Al mediodía, Las Morenitas -al que se atribuye el título del grupo de cantoras más antiguo en actividad- tocan algunas de las cuecas y tonadas que la misma Margot Loyola les enseñó: “La Margot fue una mujer muy generosa con toda su gente”, reafirma luego Isabel Fuentes, cuando la noche cayó hace rato en Santiago.
En el mismo rincón, esa misma noche, hay un quinteto de cuerdas de la Fundación de Orquestas Juveniles que toca parte del verso por despedida que Violeta Parra le dedicó a Gabriela Mistral. La primera cuarteta, otra vez, calza perfecto: “Hoy día se llora en Chile / por una causa penosa / Dios ha llamado a la diosa / a su mansión tan sublime”.
Ecos en la calle
Cuando la Presidenta Michelle Bachelet ya no está en el Centro Cultural La Moneda, cuando el protocolo se relaja y ya es de noche en Santiago, se producen escenas curiosas. Es como un libro sobre folclor chileno desparramado por el barrio. A un costado de las cámaras y los guardias presidenciales está el grupo de payadores que improvisó décimas y cuecas hace pocos minutos. “Mostrar la verdad, el alma de un país, abofetear a mucha gente que no quiere verla. Eso es lo fundamental de su legado. Decir “esto somos”, no eso ni esto otro. A partir de lo que somos tenemos que crecer”, dice uno de ellos.
Es Manuel Sánchez, que evoca así la primera vez que estuvo con Margot Loyola: “Conocí a doña Margot en el ’90, en una escuela de verano de folclor que organizaba Fidel Sepúlveda en el Campus Oriente de la Católica. Yo fui de colado, me invitó Sergio Sauvalle y participé de las clases que hacía con Osvaldo. Era como una mamá, porque era muy cariñosa y era muy didáctica al enseñar. Muy enfática, pero cariñosa a la vez”, relata.
Arriba, por la Alameda, un grupo de bailes nortinos camina apurado hacia el subterráneo. En plena Plaza de la Ciudadanía, es decir, en el techo del centro cultural que acoge el velorio, decenas de personas alzan pañuelos para unos cuantos pies de cueca.
Al día siguiente, en la contigua calle Morandé, el auto que encabeza el cortejo fúnebre es antecedido por organilleros y chinchineros que quiebran el habitual murmullo del centro. Así ocurre a lo largo de las cuadras que separan La Moneda de la Recoleta Domínica. Mientras avanza el cortejo, se detienen los peatones, se asoman los que están en los edificios. Algunos sacan sus teléfonos para tomar una foto, muchos se persignan con genuino respeto. Muchos, también, gritan algo y aplauden espontáneamente.
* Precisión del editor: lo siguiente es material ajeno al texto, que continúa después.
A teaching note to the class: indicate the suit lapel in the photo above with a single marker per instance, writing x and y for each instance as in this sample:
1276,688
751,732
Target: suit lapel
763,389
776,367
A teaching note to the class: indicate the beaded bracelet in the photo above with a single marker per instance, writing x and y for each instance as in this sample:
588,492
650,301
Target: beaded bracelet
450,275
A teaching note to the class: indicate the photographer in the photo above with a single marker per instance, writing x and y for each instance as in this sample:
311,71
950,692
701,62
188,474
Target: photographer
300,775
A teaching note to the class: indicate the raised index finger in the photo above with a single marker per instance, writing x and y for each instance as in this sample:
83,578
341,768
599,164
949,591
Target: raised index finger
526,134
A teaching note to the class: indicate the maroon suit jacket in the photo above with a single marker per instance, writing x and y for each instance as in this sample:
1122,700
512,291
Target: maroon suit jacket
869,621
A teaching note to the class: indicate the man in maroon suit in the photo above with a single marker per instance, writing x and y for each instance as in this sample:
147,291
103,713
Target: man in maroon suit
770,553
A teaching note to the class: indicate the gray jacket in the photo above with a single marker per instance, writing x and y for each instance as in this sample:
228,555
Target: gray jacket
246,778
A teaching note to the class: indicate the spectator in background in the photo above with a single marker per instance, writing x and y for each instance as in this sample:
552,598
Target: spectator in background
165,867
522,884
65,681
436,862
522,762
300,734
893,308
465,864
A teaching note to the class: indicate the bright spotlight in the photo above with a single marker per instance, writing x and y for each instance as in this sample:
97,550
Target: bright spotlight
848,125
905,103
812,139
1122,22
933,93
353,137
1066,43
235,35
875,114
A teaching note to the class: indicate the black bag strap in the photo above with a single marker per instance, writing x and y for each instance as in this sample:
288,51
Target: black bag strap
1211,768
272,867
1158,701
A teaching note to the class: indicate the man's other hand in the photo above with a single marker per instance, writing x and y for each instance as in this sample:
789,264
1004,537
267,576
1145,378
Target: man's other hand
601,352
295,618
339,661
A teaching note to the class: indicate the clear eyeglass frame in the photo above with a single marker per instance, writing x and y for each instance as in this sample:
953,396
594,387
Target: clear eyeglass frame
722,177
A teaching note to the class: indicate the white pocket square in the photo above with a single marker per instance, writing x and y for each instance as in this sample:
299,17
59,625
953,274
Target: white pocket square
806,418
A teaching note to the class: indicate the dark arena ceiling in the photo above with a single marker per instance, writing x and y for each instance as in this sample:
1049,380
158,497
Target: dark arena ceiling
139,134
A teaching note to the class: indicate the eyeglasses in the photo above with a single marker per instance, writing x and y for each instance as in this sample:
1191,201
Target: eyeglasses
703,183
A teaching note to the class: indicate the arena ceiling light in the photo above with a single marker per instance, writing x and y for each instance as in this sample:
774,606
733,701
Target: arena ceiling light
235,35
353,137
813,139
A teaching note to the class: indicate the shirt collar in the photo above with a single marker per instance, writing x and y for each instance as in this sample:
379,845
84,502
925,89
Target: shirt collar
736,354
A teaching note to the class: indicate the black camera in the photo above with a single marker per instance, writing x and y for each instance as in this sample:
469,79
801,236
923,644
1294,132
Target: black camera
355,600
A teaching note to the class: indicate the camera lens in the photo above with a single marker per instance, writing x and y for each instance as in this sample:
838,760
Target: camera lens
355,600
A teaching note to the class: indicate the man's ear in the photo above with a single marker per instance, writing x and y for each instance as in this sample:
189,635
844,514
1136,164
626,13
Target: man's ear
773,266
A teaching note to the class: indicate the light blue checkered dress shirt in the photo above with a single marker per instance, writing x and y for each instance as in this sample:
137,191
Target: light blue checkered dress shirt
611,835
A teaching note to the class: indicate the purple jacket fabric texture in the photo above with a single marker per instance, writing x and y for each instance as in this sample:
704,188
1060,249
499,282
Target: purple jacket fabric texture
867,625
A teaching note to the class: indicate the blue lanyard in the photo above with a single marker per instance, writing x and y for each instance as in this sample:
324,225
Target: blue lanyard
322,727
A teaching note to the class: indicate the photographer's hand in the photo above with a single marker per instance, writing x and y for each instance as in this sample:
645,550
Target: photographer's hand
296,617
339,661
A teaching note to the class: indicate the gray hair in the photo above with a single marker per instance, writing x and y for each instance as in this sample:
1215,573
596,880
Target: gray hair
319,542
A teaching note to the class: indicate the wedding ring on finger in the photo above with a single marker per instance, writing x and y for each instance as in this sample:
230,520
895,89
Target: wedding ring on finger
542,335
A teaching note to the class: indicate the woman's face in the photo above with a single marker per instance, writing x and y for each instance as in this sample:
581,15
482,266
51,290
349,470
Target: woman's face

Entre medio se escuchan las palmas de quienes caminan junto a los autos. Llevan un compás de tres cuartos que a veces se apaga, pero se renueva a medida que se suman nuevas palmas. A un costado del Mercado Central, por ejemplo, hay mucha gente y el golpeteo se hace más fuerte. También al otro lado del río, frente a la Recoleta Domínica, que recibe a Margot Loyola con una cueca y una aglomeración en la que se confunden autoridades, folcloristas, familiares y personajes habituales de La Vega.
A la salida de la iglesia las palmas ya no se detienen más. Acompañan la lluvia de pétalos que cubre la carroza frente a la Pérgola de las Flores, acompañan las cuecas y versos que se improvisan a lo largo de la avenida La Paz. Es el mediodía en Santiago, se larga a llover con fuerza en Recoleta y el cortejo arriba finalmente al Cementerio General. En la entrada principal, bajo la enorme cúpula que protege de la lluvia, se produce eco. Ahí, las palmas resuenan mucho más fuerte.